この小説には、人肉を食べる表現があります。

不快感を示される方は、お読みにならないようお願い致します。

 加奈子にとってそれは、10年たった今でも昨日のことのように思い出せる鮮やかな記憶だった。

 だから彼女は娘に絵本を読んでやった後、必ず「でもね」と続けるのだ。

 本当の鬼は、恐くないのよ、と。

 本当の鬼は、人間の中にいるのよ、と。




 先日行方が分からなくなった法学部の女子生徒が昨日大学近くの公園で見つかった。構内は朝からその話で持ちきりだった。

 テレビのニュースでは『野犬に食い荒らされたような変死体』と言っていたが、実際変わり果てた彼女を発見したのが同じ大学の学生だったのがよくなかった。ショッキングすぎる光景を目にしてしまった彼は、細部まで克明に友人に詳細を話し、それは瞬く間に生徒の口づてに広がったのだ。


 手足が千切られたようにもぎ取られ、腹には穴が開き引きずり出された内臓が歯の形に欠損し、片目がくり抜かれてなかった。


 本当のところどうなのかわからないが、加奈子の元に届くまでに随分尾ひれが付いていた噂の事実を端的に抜き出すと、ざっとこんなところだ。

「うっわぁ、ひど。死体の状態がグロすぎて、可哀想通り越しちゃってるじゃん」

 学内カフェで遅めの昼食を取っていた美佐は、澄江が仕入れてきた情報に途中で相づちを打つのをやめ、顔を顰めるとフォークまで放りだしてしまった。

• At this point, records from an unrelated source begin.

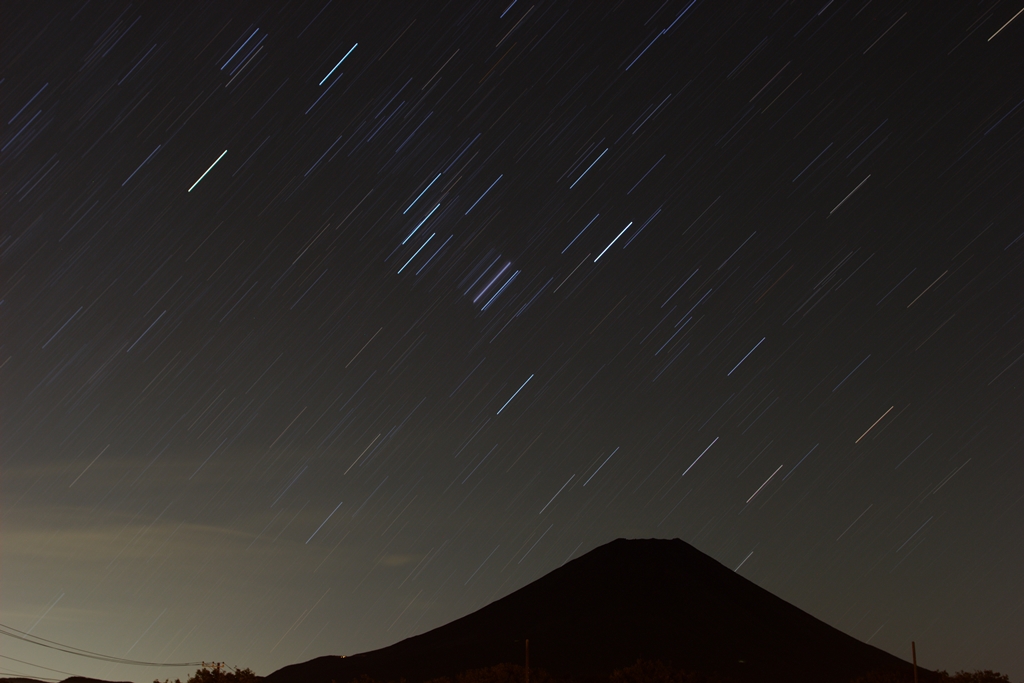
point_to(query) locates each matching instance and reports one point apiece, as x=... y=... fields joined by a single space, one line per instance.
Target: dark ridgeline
x=630 y=599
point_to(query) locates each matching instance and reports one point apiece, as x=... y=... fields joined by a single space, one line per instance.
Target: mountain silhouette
x=629 y=599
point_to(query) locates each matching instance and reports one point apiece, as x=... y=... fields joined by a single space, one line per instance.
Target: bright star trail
x=511 y=281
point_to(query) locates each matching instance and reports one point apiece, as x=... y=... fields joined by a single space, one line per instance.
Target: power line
x=70 y=649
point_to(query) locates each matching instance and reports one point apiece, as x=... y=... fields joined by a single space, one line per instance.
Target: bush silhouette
x=218 y=673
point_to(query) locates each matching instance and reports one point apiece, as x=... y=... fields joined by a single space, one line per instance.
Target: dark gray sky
x=325 y=325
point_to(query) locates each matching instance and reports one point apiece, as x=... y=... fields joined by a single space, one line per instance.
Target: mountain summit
x=629 y=599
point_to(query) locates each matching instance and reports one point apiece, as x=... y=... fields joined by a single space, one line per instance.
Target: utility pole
x=527 y=663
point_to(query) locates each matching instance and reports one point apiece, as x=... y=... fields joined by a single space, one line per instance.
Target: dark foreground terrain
x=628 y=600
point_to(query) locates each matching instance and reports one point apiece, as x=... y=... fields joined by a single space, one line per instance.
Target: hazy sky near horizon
x=327 y=323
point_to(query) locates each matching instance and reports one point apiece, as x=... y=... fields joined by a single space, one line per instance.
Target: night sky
x=326 y=325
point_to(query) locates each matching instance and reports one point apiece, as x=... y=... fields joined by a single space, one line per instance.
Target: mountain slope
x=654 y=599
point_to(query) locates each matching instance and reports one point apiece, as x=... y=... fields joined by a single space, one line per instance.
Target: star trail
x=327 y=323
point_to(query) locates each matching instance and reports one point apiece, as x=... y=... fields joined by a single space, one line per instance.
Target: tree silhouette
x=217 y=672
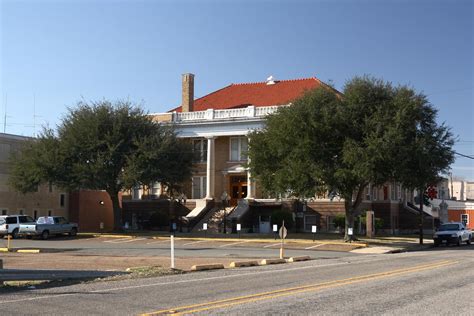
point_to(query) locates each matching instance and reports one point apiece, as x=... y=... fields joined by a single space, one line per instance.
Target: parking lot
x=122 y=252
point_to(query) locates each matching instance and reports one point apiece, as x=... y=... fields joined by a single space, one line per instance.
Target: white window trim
x=203 y=155
x=202 y=187
x=140 y=193
x=239 y=149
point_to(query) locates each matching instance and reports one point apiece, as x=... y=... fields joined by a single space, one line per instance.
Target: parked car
x=452 y=233
x=10 y=224
x=46 y=226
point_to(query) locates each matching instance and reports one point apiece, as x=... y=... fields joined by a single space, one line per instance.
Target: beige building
x=48 y=200
x=218 y=125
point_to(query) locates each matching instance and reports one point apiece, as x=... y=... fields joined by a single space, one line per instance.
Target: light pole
x=225 y=200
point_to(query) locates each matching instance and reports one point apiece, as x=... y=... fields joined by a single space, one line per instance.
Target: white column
x=249 y=180
x=210 y=170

 目の前のミートソースに血を連想でもしたのか。なにしろ澄江の説明は随所に『黄色い脂肪』だとか『臓物』だとかの直接表現が多くて、正直モンブランを食べていた加奈子でさえ食欲をなくしたほどだ。


 食事中に出す話題ではないなと美佐と顔を見合わせるが、おしゃべりな友人は話しをやめるつもりはないらしい。こちらの様子などお構いなしに、その先をどんどん話していく。

「でね、警察も首を傾げてたんだって。草むらに飛び散った血や、遺体の状況からその場所で殺されたことに間違いはないけれど、手足がちぎれてるでしょ?そんなの人間の力じゃ無理な筈なのに、その子の足首や手首にはくっきり手形と足形が付いてて、まさかそこまでの怪力の持ち主が犯人なのかって」

「じゃあ指紋採れるんじゃない?確か人間の肌からも指紋採取できるってなんかの本で読んだよ」


 すっかり昼食を諦めた美佐は、ブラック珈琲を啜りながら投げやりに言う。ミステリー好きの彼女にとって、鑑識の知識はかなりなじみ深いものでするりとそんな言葉が出たようだが、無知な加奈子はへぇーと場違いに感心してしまった。

 それならば犯人を逮捕するのはそう遠くない日で、真相も早々に解明され、学生達の興味も直ぐに消えるだろう。

 ほっとしたような気持ちで澄江を見やると、にやっと口角を上げた彼女は得意げに言い放った。


「残念ながら手袋でもしてみたいで、指紋採れなかったんだって。怖いよね~」

「…そうね」

「…うん」

 怖いという割にどこかウキウキとした様子が覗く友人に微かな嫌悪を感じた時だった。


「恐ろしいなら楽しげに人の不幸を話すものじゃないわ。明日は我が身ってことだって、あり得るんだから」


 ありありと侮蔑を含んだ棘のある声に頭上を振り仰ぐと、冷めた表情で澄江を見ている女生徒が立っている。

 確か、心理学の授業などでたまに見かける…名前はなんと言っただろうか?派手な訳でも地味すぎるわけでもない彼女は、良くも悪くも平凡すぎて群衆の中に埋没していて思い出そうとしても名すら出てこない。だが間違いなく同じ2年生だったはずだと加奈子は誤魔化し笑いを唇に乗せた。

 こっそり窺えば友人達も自分と同じ状況のようで、微妙な顔をしている。


「えっと、あの…」

「間に合わないの。多分、もう少しかかる。だから命が惜しければ男には関わらない事ね」

 戸惑いを一掃する断言をした彼女は、内容を問う時間すら与えてくれずにそのままカフェの喧騒をするりと抜けていく。

 残された3人はその様子を呆然と見つめるしかなくて、ただ名前も思い出せない学生が残した忠告に湧き上がる不安を胸の内のどこかで感じていた。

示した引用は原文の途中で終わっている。